<b>En mis años de adolescencia leí en la revista Selecciones, de
Reader’s Digest, un artículo que me marcó para toda la vida. Eran los tiempos
en que comenzaba a perfilar mis convicciones ideológicas y abrazar las ideas
revolucionarias que agitaban la sociedad dominicana en los inicios del proceso
democrático que siguió a la caída de Trujillo.</b>
Fue precisamente en esa etapa cuando la Policía registró oficialmente mi ficha, con nombre y
fotografía, en la lista de opositores al Gobierno de Balaguer, luego de ser
detenido con unos volantes de corte “subversivo” junto a mis compañeros de octavo curso en la Escuela Perú, Gustavo
Radhamés Checo y Conrado Matías.
Por cierto, los volantes estaban encabezados con un titulo
grande de la JRC (Juventud
Revolucionaria Cristiana), que los dos policías que nos detuvieron en la París
con José Martí, insistían en traducir como Juventud Revolucionaria Comunista.
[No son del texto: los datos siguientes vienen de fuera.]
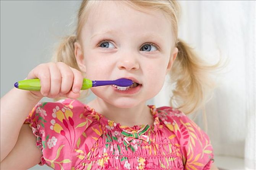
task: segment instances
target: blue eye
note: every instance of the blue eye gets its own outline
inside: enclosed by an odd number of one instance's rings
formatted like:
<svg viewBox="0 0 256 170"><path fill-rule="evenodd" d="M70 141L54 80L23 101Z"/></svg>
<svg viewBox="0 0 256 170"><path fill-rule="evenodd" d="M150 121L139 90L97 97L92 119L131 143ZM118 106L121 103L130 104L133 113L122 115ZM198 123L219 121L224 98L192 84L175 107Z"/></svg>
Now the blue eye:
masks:
<svg viewBox="0 0 256 170"><path fill-rule="evenodd" d="M144 51L152 51L157 50L157 47L156 47L155 45L146 44L143 45L140 50Z"/></svg>
<svg viewBox="0 0 256 170"><path fill-rule="evenodd" d="M100 43L99 46L102 48L115 48L115 46L114 46L114 45L113 45L112 43L107 41L105 41Z"/></svg>

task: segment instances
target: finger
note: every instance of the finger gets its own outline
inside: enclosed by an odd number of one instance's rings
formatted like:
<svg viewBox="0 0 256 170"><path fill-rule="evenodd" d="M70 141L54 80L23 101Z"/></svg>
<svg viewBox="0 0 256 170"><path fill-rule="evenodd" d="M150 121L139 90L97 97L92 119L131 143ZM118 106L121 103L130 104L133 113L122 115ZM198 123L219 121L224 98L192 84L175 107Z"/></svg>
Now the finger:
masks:
<svg viewBox="0 0 256 170"><path fill-rule="evenodd" d="M51 76L50 93L50 95L54 96L60 92L62 78L60 71L55 64L49 63L49 70Z"/></svg>
<svg viewBox="0 0 256 170"><path fill-rule="evenodd" d="M79 93L83 85L83 76L82 73L75 68L70 67L70 69L72 70L74 74L72 91L75 93Z"/></svg>
<svg viewBox="0 0 256 170"><path fill-rule="evenodd" d="M48 95L50 88L50 75L47 64L41 64L29 73L27 79L39 78L40 79L40 92L44 96Z"/></svg>
<svg viewBox="0 0 256 170"><path fill-rule="evenodd" d="M56 64L62 78L60 93L61 94L66 94L72 88L74 74L70 67L63 63L58 62Z"/></svg>

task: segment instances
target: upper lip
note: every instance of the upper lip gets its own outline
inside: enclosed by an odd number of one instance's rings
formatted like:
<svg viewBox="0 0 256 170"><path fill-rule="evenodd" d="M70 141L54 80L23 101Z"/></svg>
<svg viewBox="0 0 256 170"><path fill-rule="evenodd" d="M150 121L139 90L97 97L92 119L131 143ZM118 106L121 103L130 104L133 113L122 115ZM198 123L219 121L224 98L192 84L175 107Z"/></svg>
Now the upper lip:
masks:
<svg viewBox="0 0 256 170"><path fill-rule="evenodd" d="M121 77L121 78L126 78L127 79L130 79L130 80L132 80L132 81L133 82L136 83L138 84L141 84L141 83L137 79L136 79L135 78L133 77Z"/></svg>

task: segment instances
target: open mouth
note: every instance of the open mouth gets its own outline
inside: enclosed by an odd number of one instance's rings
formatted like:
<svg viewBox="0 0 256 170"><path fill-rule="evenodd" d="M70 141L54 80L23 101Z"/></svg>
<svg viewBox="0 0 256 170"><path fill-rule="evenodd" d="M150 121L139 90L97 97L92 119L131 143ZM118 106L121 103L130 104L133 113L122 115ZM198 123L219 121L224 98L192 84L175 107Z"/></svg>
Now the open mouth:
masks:
<svg viewBox="0 0 256 170"><path fill-rule="evenodd" d="M113 85L113 86L115 87L118 90L119 90L120 91L124 91L126 90L128 90L128 89L130 88L136 87L139 86L141 84L139 83L138 83L136 82L133 82L133 84L131 85L128 87L120 87L120 86L116 86L115 85Z"/></svg>

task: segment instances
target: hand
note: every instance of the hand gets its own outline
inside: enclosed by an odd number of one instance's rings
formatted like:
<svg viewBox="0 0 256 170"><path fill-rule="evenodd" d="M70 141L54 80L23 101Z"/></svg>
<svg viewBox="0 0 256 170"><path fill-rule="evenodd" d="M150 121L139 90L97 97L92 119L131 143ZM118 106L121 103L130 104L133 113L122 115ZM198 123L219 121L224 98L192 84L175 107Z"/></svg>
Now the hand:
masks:
<svg viewBox="0 0 256 170"><path fill-rule="evenodd" d="M77 98L83 84L82 73L62 62L39 65L28 74L27 79L40 79L40 91L30 91L36 97Z"/></svg>

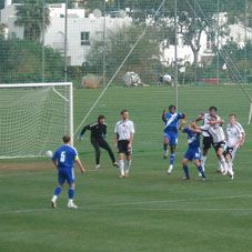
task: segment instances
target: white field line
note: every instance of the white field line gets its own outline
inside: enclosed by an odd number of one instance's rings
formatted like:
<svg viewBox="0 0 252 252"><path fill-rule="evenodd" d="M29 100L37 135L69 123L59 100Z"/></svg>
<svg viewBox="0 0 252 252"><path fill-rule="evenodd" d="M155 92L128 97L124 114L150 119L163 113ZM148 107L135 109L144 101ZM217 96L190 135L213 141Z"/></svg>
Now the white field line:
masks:
<svg viewBox="0 0 252 252"><path fill-rule="evenodd" d="M203 199L188 199L188 200L167 200L167 201L137 201L137 202L123 202L114 204L104 204L104 205L91 205L91 206L81 206L78 210L104 210L114 206L129 206L129 205L142 205L142 204L153 204L153 203L179 203L179 202L195 202L195 201L214 201L214 200L224 200L224 199L240 199L240 198L251 198L252 195L230 195L230 196L214 196L214 198L203 198ZM63 209L61 209L63 210ZM78 211L77 210L77 211ZM252 211L251 208L123 208L123 210L129 211ZM20 210L9 210L0 211L1 214L19 214L19 213L36 213L36 212L47 212L47 211L58 211L50 208L42 209L20 209Z"/></svg>

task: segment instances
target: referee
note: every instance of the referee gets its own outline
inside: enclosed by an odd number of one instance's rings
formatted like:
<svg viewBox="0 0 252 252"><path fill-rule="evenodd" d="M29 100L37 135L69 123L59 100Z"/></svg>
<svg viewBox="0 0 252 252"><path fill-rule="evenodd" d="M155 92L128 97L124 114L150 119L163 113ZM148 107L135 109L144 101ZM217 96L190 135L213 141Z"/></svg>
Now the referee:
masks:
<svg viewBox="0 0 252 252"><path fill-rule="evenodd" d="M132 142L134 135L134 123L129 120L129 111L121 111L121 120L117 122L114 128L115 145L118 148L119 159L119 178L128 178L131 167L132 157ZM127 157L127 163L124 163L124 155Z"/></svg>
<svg viewBox="0 0 252 252"><path fill-rule="evenodd" d="M100 148L102 148L109 152L109 155L110 155L110 159L111 159L113 165L118 167L114 154L113 154L109 143L105 141L105 137L107 137L105 117L103 114L100 114L98 117L97 123L88 124L88 125L83 127L83 129L79 135L80 140L82 140L83 134L87 130L91 131L90 142L95 150L95 169L101 168L101 164L100 164L101 150L100 150Z"/></svg>

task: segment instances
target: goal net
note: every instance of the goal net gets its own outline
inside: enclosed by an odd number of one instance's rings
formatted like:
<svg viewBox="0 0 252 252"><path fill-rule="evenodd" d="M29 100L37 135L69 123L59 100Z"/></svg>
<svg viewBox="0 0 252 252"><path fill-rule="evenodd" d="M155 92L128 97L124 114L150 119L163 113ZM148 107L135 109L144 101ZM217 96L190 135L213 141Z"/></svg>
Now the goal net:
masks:
<svg viewBox="0 0 252 252"><path fill-rule="evenodd" d="M42 157L72 137L72 83L0 84L0 159Z"/></svg>

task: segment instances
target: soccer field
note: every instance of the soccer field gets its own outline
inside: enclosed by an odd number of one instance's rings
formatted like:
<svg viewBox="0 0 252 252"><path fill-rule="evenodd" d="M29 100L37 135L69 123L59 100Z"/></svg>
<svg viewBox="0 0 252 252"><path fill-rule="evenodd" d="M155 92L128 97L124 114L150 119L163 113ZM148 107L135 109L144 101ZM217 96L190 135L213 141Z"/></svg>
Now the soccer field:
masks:
<svg viewBox="0 0 252 252"><path fill-rule="evenodd" d="M78 127L99 90L74 90L74 124ZM249 89L252 95L252 88ZM238 115L246 141L234 162L235 178L215 172L210 151L208 181L183 181L181 159L187 135L180 134L174 172L167 177L162 159L161 112L173 103L171 88L110 88L87 123L105 114L108 141L113 143L114 123L129 109L135 123L133 163L129 179L118 179L108 154L94 170L89 132L75 147L88 171L77 170L78 210L67 209L67 190L56 210L50 200L57 184L56 170L47 160L1 161L0 251L252 251L252 128L246 125L249 101L236 87L182 87L179 111L194 119L210 105L225 121ZM65 188L67 189L67 188Z"/></svg>

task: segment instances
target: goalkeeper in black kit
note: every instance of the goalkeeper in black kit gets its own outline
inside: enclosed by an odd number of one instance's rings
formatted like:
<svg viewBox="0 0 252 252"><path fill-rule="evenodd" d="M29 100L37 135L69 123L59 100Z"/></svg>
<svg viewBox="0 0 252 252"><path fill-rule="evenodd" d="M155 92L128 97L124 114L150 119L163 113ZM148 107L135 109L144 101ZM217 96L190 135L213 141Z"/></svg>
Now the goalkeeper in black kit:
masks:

Pero
volvamos al tema principal.
¡¡Dadnos las herramientas!!, título del artículo que leí en
Selecciones, influyó notablemente en mi percepción sobre la política y la vida.
Me indujo a revisar mis ideas iniciales sobre
el papel de la revolución y los cambios políticos
como respuesta a mis expectativas personales y colectivas.
El artículo narraba la historia de una colectividad que cambió sus condiciones vida después de
descubrir que tenía en sus manos el potencial
necesario para mejorar su destino. La moraleja de ese mensaje fue establecer la diferencia entre la gente
que se pasa la vida en espera de soluciones mesiánicas, aportadas por el Estado o por la Divina Providencia, o
la gente que sin perder el sentido de comunidad se decide a reconocer sus
propias posibilidades y procurar las
herramientas necesarias para lograr sus propósitos.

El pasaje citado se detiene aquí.